How would you describe your sound to someone who had never heard your music?
That is a tough question. I think I can say these are the people I love, referring to those influences before, but I don't even know if it's quite along those lines. If you were to take a little bit of Nick Drake, a little bit of Fleet Foxes, and Elliott Smith, I think you would get a good representation. But the sound itself, I'm not exactly sure how to describe it.
Could you tell us more about your debut EP, Songs For Silence, that was just released?
Sure, I mean, Elliott Smith is definitely all over it - early Elliott Smith, specifically. As well as a newer artist by the name of Angel Olsen; she had a record called Burn Your Fire For No Witness and that was a pretty big influence from whenever it came out, 2014, on-wards. So I think people will pick up a little bit on that, but probably more so on the Elliott Smith along with another group, I believe they're from Sweden, by the name of The Radio Dept.; you can hear a little bit of that as well as Yo La Tengo with some of the more atmospheric stuff that appears on the record. Yeah, I think that's what they can expect.
Was there a track off the album you were most excited to get out there and share with people?
Definitely "Plain Sight". On EPs, you don't often find an arc. It's just like, here's a bunch of songs but I guess this EP is properly constructed like a mini album, there's two bookends - the first track and the last track - and then the core stuff is kind of in the middle. But then "Plain Sight", I think, with its drony guitars - kind of My Bloody Valentine-inspired guitars - there's a lot of textures there and it's not a traditional pop song by any means. I don't know if any of them are, there's some verse-chorus-verse-chorus stuff, but this one's just kind of linear and it becomes explorative and all those textures and sounds and stuff that you hear on top of the guitar and the vocal were done by my engineer, David Burris, who's highly musically inclined. He's not just an engineer or producer, he has a hand in the production and the engineering but also in the songwriting and I like the idea of letting him do what he will with a track. I'll literally leave the studio and let him do whatever he wants and most of the time it works out. So, "Plain Sight", for sure.
In one sentence, how would you sum up Songs For Silence?
A longing for simplicity. [Laughs] That's probably it.
What do you hope listeners are able to take away from your music?
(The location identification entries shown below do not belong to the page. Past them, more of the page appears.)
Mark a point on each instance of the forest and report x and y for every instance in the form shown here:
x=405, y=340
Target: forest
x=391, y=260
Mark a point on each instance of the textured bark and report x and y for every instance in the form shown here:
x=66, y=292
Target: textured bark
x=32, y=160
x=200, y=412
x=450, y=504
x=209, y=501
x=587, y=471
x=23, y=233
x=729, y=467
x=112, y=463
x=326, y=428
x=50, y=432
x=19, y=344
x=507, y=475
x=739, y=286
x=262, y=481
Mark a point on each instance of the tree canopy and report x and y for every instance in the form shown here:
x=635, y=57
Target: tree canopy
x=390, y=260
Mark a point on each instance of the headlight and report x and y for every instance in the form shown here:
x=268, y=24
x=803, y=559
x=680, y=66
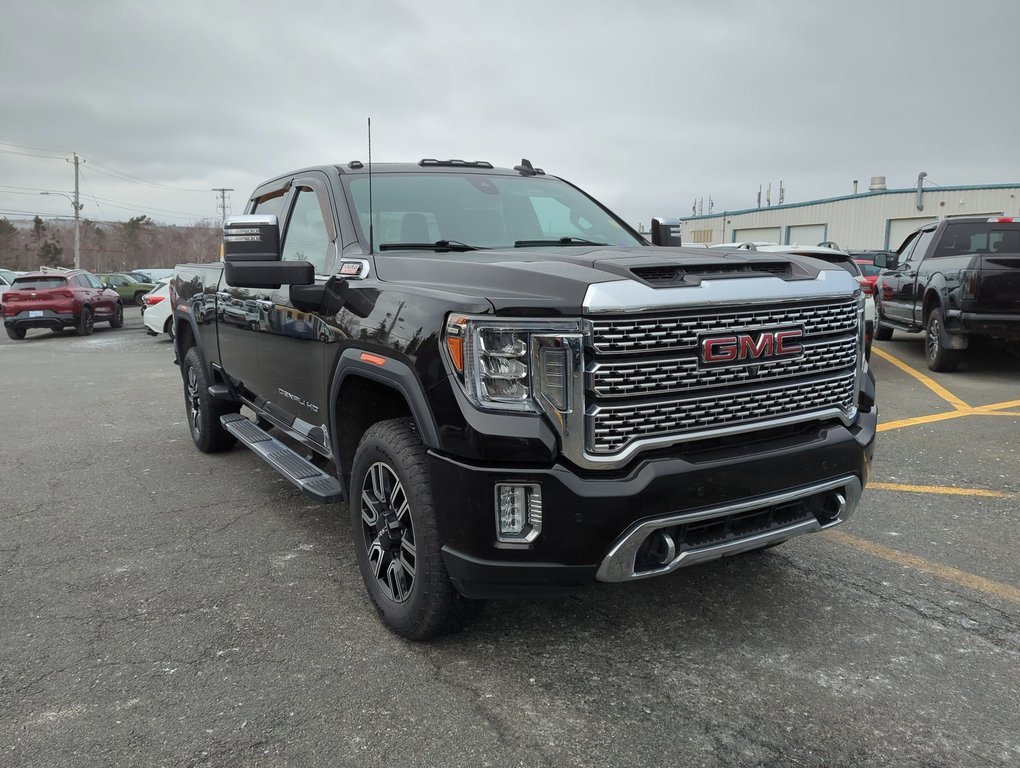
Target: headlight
x=514, y=364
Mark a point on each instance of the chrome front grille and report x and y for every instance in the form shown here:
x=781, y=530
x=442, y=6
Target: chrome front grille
x=615, y=426
x=632, y=377
x=645, y=384
x=680, y=331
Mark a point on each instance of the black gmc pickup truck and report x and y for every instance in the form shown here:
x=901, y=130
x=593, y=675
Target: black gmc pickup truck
x=513, y=391
x=953, y=279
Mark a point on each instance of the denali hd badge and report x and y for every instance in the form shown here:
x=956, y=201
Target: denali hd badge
x=749, y=349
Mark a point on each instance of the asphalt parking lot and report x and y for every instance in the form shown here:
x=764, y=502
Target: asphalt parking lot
x=161, y=607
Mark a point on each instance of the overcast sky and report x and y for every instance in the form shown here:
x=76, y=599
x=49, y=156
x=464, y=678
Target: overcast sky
x=647, y=105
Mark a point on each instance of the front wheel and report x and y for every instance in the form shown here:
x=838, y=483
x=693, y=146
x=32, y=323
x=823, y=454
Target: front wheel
x=118, y=316
x=396, y=536
x=882, y=333
x=203, y=410
x=939, y=358
x=85, y=322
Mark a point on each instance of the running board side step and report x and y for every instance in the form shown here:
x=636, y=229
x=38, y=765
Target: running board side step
x=313, y=481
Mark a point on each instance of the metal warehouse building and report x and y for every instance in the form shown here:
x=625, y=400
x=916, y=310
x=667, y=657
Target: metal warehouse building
x=879, y=218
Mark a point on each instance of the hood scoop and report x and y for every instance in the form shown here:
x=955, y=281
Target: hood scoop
x=673, y=274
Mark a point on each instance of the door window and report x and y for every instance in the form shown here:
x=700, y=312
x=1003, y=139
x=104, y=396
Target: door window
x=307, y=238
x=920, y=247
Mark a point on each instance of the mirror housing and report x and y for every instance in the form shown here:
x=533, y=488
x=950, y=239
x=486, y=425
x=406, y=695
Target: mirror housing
x=886, y=260
x=666, y=232
x=252, y=238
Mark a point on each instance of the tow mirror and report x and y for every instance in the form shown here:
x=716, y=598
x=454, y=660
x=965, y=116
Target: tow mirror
x=885, y=260
x=666, y=232
x=252, y=238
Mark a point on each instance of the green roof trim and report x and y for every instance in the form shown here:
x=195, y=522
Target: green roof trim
x=858, y=196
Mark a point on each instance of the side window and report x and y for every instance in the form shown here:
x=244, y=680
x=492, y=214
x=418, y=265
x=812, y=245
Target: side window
x=271, y=204
x=306, y=238
x=923, y=242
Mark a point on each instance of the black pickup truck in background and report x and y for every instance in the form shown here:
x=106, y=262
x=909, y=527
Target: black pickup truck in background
x=953, y=278
x=513, y=392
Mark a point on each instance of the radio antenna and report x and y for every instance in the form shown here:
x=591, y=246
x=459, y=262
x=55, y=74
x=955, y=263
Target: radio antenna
x=371, y=213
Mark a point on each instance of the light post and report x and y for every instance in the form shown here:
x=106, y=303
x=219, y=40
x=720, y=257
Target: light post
x=78, y=206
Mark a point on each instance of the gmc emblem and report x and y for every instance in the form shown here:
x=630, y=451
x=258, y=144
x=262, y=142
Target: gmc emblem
x=750, y=349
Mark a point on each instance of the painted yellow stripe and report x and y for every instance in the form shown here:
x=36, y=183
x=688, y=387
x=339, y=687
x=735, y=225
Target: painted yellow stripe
x=946, y=572
x=997, y=406
x=936, y=388
x=945, y=490
x=899, y=424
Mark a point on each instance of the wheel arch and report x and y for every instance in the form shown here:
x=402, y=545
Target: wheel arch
x=363, y=394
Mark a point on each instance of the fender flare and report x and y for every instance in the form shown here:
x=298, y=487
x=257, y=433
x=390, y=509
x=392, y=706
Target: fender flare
x=394, y=373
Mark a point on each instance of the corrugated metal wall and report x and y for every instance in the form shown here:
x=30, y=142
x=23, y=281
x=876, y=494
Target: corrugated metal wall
x=861, y=221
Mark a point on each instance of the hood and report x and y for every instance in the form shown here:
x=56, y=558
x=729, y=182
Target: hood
x=555, y=280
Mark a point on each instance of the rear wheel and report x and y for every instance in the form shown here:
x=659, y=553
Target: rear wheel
x=118, y=316
x=396, y=538
x=85, y=322
x=939, y=358
x=203, y=410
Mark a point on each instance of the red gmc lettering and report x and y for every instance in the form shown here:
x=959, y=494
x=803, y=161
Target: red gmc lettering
x=719, y=350
x=726, y=349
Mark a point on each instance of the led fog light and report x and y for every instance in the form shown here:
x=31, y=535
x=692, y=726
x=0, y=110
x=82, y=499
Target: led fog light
x=518, y=512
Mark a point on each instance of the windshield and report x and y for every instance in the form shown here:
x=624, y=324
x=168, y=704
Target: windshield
x=481, y=211
x=39, y=284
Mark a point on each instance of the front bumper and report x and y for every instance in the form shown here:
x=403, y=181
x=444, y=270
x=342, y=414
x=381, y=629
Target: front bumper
x=727, y=499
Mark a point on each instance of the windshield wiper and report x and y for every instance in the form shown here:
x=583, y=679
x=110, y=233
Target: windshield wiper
x=439, y=245
x=556, y=242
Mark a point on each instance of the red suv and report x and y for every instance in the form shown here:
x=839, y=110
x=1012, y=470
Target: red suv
x=59, y=300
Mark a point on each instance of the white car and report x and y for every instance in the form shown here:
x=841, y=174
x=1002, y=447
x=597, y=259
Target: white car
x=158, y=314
x=844, y=259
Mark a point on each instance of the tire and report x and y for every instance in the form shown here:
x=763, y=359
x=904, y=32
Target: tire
x=86, y=323
x=118, y=316
x=393, y=522
x=882, y=333
x=204, y=411
x=939, y=358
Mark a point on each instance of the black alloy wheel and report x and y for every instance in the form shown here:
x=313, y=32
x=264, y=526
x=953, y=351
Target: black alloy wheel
x=85, y=322
x=203, y=411
x=396, y=536
x=389, y=531
x=939, y=358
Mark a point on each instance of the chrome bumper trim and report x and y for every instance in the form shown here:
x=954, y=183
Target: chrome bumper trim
x=618, y=565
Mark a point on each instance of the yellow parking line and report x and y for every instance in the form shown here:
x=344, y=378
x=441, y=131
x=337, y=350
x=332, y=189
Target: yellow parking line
x=885, y=426
x=936, y=388
x=995, y=407
x=946, y=572
x=945, y=490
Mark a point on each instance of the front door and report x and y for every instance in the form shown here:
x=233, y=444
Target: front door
x=294, y=336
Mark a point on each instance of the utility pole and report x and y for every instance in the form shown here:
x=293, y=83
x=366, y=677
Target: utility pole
x=222, y=204
x=78, y=217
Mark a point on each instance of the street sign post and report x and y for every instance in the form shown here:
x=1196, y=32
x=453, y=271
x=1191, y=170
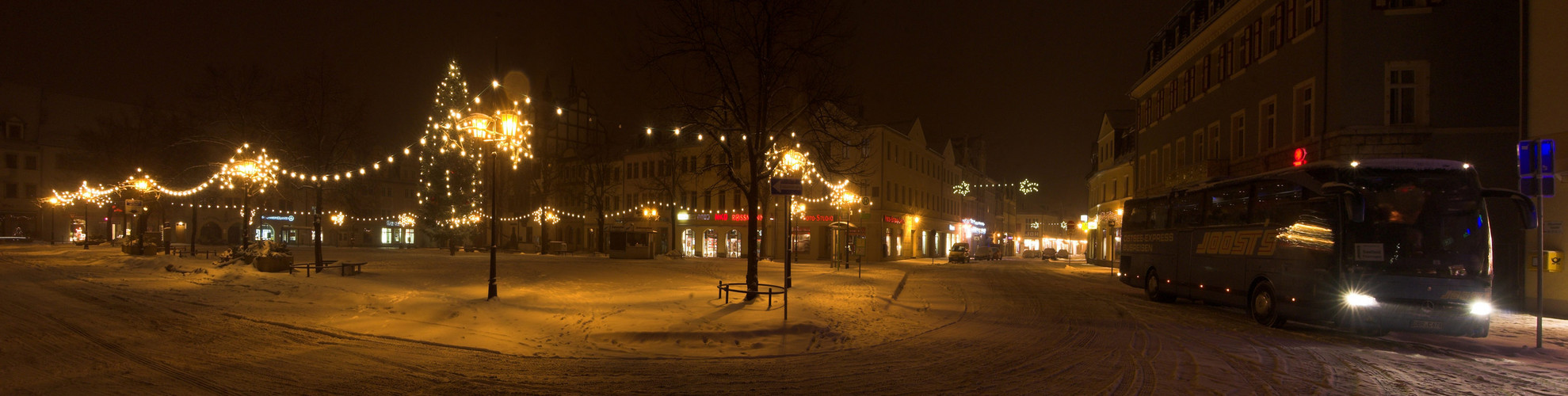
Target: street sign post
x=1537, y=163
x=786, y=187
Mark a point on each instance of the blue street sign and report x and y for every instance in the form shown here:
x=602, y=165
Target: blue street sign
x=786, y=187
x=1526, y=154
x=1548, y=147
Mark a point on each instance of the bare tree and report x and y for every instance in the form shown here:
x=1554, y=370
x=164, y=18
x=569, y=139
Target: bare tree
x=746, y=74
x=320, y=135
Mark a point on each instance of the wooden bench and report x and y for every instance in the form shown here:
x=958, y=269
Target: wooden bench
x=192, y=253
x=342, y=268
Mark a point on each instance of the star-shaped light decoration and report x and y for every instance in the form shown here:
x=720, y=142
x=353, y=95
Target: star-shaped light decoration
x=1028, y=187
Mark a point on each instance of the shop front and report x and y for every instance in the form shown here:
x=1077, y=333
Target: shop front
x=712, y=235
x=394, y=234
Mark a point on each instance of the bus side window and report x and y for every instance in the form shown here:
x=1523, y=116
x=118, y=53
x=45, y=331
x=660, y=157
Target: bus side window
x=1137, y=216
x=1228, y=205
x=1188, y=211
x=1159, y=213
x=1278, y=202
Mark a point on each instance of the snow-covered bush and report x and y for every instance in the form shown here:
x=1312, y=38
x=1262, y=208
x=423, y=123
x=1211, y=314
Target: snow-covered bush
x=270, y=249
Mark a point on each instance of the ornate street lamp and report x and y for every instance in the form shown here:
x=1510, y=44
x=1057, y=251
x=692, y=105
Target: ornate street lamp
x=505, y=131
x=254, y=173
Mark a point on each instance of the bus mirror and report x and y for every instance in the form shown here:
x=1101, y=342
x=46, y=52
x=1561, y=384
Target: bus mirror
x=1355, y=204
x=1526, y=205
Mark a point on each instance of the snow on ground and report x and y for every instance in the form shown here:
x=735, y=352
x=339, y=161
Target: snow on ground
x=86, y=322
x=554, y=306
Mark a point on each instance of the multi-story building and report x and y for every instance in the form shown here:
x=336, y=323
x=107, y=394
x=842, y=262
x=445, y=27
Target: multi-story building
x=1244, y=86
x=40, y=155
x=908, y=208
x=1109, y=185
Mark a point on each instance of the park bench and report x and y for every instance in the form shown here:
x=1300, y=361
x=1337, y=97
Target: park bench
x=193, y=253
x=345, y=268
x=762, y=288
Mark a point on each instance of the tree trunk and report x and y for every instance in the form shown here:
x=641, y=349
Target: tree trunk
x=315, y=224
x=245, y=221
x=597, y=242
x=751, y=229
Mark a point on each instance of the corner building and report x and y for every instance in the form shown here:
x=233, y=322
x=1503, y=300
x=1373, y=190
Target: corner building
x=1242, y=86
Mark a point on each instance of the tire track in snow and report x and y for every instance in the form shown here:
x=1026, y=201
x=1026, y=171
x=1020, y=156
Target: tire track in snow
x=166, y=370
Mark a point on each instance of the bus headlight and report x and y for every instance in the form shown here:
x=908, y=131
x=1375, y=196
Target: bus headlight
x=1481, y=307
x=1356, y=299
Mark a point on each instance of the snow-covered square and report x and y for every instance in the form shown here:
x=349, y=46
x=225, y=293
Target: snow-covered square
x=416, y=322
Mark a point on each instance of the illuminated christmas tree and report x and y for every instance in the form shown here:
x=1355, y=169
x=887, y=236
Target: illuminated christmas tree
x=448, y=166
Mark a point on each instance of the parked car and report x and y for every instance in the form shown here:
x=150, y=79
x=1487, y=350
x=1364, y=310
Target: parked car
x=959, y=253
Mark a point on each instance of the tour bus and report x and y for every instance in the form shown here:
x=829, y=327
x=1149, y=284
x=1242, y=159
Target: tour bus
x=1371, y=246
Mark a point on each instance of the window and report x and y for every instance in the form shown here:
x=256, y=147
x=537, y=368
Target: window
x=1135, y=216
x=1242, y=49
x=1270, y=36
x=1159, y=213
x=1214, y=152
x=1188, y=211
x=1238, y=133
x=1303, y=110
x=1278, y=202
x=1311, y=14
x=1266, y=126
x=1406, y=93
x=1228, y=205
x=1222, y=63
x=1198, y=147
x=1401, y=3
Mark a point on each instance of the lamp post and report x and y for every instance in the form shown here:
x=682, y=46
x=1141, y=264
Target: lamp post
x=504, y=131
x=256, y=173
x=792, y=163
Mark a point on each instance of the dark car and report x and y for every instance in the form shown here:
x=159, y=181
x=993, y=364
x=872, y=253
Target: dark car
x=959, y=253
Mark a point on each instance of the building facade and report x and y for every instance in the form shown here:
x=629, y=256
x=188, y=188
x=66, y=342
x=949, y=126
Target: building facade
x=1109, y=185
x=1242, y=86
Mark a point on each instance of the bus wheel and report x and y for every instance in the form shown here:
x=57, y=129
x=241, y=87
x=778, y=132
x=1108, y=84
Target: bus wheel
x=1263, y=307
x=1151, y=288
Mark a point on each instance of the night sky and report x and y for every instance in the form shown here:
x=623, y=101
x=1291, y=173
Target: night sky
x=1032, y=77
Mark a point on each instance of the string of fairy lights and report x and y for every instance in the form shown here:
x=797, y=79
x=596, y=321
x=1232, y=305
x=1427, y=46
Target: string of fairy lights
x=460, y=135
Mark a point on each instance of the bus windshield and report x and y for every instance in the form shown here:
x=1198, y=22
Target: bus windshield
x=1421, y=223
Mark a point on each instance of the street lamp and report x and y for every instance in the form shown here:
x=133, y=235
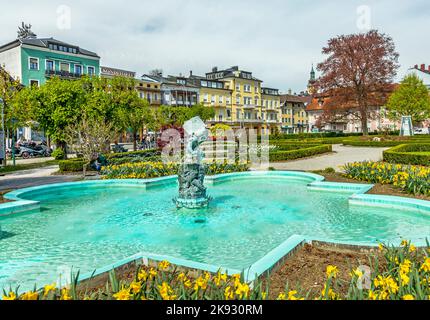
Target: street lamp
x=13, y=120
x=3, y=136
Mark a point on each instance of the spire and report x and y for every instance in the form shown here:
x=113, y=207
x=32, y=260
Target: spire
x=312, y=78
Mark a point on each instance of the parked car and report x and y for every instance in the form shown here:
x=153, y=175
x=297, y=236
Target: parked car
x=421, y=131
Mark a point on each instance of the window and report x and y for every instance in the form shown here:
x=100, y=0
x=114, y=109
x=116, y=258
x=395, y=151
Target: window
x=78, y=69
x=33, y=63
x=65, y=67
x=91, y=71
x=50, y=65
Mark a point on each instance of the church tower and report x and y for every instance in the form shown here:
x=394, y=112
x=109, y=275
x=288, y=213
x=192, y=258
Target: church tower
x=311, y=82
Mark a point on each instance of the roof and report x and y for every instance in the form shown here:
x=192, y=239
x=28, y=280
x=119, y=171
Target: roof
x=295, y=99
x=230, y=73
x=44, y=43
x=424, y=75
x=323, y=101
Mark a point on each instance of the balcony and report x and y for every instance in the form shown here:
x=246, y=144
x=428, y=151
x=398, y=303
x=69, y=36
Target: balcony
x=272, y=121
x=249, y=106
x=62, y=74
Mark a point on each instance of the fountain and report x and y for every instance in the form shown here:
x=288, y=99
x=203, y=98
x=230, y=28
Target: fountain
x=191, y=175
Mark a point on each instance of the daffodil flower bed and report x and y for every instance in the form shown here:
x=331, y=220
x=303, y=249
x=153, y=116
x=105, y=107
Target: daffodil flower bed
x=403, y=274
x=144, y=170
x=412, y=179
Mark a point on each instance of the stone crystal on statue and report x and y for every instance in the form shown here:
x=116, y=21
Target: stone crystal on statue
x=191, y=175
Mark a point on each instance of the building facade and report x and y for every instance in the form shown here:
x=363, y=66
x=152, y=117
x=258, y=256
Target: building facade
x=295, y=117
x=422, y=72
x=34, y=60
x=247, y=109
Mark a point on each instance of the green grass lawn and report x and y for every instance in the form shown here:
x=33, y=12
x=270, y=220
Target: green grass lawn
x=19, y=167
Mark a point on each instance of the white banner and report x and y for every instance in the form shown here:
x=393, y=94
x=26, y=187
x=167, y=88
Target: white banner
x=2, y=145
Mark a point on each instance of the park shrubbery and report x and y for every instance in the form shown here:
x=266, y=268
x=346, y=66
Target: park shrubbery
x=416, y=154
x=303, y=136
x=401, y=273
x=143, y=170
x=307, y=151
x=72, y=165
x=411, y=179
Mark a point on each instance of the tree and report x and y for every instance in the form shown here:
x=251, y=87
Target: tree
x=89, y=137
x=55, y=105
x=170, y=115
x=136, y=116
x=411, y=98
x=356, y=73
x=9, y=87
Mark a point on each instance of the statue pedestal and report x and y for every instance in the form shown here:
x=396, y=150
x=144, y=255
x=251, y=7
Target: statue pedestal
x=192, y=192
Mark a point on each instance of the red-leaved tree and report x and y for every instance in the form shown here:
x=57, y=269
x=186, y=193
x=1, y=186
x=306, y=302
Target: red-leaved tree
x=357, y=75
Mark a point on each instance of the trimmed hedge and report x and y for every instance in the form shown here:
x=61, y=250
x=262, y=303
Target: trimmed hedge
x=380, y=144
x=143, y=170
x=299, y=153
x=414, y=153
x=132, y=154
x=72, y=165
x=321, y=135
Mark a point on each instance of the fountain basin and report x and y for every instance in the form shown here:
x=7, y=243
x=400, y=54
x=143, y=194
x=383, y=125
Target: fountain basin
x=92, y=224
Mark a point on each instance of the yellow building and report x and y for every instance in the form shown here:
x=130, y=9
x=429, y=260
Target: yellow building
x=214, y=93
x=294, y=116
x=245, y=109
x=150, y=90
x=271, y=110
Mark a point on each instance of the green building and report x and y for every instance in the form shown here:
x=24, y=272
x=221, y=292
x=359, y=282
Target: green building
x=33, y=60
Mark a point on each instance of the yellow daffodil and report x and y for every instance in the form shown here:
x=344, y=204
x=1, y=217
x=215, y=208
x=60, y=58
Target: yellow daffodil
x=164, y=265
x=142, y=275
x=282, y=296
x=30, y=295
x=228, y=293
x=10, y=296
x=426, y=265
x=356, y=273
x=65, y=294
x=48, y=288
x=292, y=295
x=332, y=271
x=123, y=294
x=135, y=287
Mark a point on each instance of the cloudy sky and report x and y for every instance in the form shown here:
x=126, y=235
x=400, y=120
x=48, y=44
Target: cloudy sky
x=276, y=40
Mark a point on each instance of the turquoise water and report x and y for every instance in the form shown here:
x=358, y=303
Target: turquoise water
x=87, y=228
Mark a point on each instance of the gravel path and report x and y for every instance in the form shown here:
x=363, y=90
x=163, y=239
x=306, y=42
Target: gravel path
x=340, y=156
x=33, y=177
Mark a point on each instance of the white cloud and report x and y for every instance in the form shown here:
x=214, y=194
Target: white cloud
x=276, y=40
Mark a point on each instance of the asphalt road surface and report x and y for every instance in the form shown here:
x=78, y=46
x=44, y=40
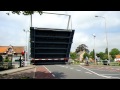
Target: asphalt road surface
x=82, y=72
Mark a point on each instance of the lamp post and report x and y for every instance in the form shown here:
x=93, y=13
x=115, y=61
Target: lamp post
x=94, y=48
x=106, y=34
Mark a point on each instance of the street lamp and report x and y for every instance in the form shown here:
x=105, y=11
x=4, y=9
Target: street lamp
x=26, y=46
x=94, y=48
x=105, y=33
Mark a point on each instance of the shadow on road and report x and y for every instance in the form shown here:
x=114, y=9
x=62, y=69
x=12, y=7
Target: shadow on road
x=59, y=75
x=27, y=74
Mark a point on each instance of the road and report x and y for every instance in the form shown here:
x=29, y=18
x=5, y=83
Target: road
x=81, y=72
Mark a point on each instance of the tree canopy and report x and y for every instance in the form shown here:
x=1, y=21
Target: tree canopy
x=82, y=47
x=73, y=55
x=114, y=52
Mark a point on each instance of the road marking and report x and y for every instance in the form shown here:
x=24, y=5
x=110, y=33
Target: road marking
x=34, y=72
x=110, y=74
x=49, y=71
x=78, y=70
x=97, y=73
x=71, y=68
x=88, y=72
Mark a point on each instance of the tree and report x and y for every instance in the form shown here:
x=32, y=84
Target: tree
x=24, y=12
x=114, y=52
x=82, y=47
x=73, y=55
x=85, y=55
x=106, y=51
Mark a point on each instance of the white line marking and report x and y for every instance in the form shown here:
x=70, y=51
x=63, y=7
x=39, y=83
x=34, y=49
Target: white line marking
x=78, y=70
x=49, y=71
x=66, y=67
x=110, y=74
x=34, y=72
x=88, y=72
x=96, y=73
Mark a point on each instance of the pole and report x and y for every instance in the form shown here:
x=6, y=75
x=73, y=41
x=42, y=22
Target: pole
x=31, y=19
x=94, y=50
x=106, y=40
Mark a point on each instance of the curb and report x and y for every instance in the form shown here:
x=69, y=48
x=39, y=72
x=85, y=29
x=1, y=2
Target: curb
x=6, y=73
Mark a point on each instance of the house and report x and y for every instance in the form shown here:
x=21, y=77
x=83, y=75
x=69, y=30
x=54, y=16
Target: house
x=117, y=58
x=11, y=51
It would be nice if they found that it was authentic, I think that's important. That I'm not trying to pull a fast one on anybody, I'm not trying to hide behind anything; if that's really apparent to people and they can connect with it in that way, then that's, I think, the best connection that somebody can have with the record is that what somebody is saying is something that they mean and there's no pretense in any way.
Is there anything you want to add?
I think there's plenty to come next year, as well as this week. There's a video coming out for "Plain Sight" which was shot by Danny Pollack over at Ataraxy Studios and that'll be premiering on Myspace. I have some more music pretty much ready to go for next year, it's all about just packaging it up. I'm particularly excited about this next batch of songs because they've been around for a long time and it's been about getting back to them and coming full circle, so I think that's what I'll be doing next year.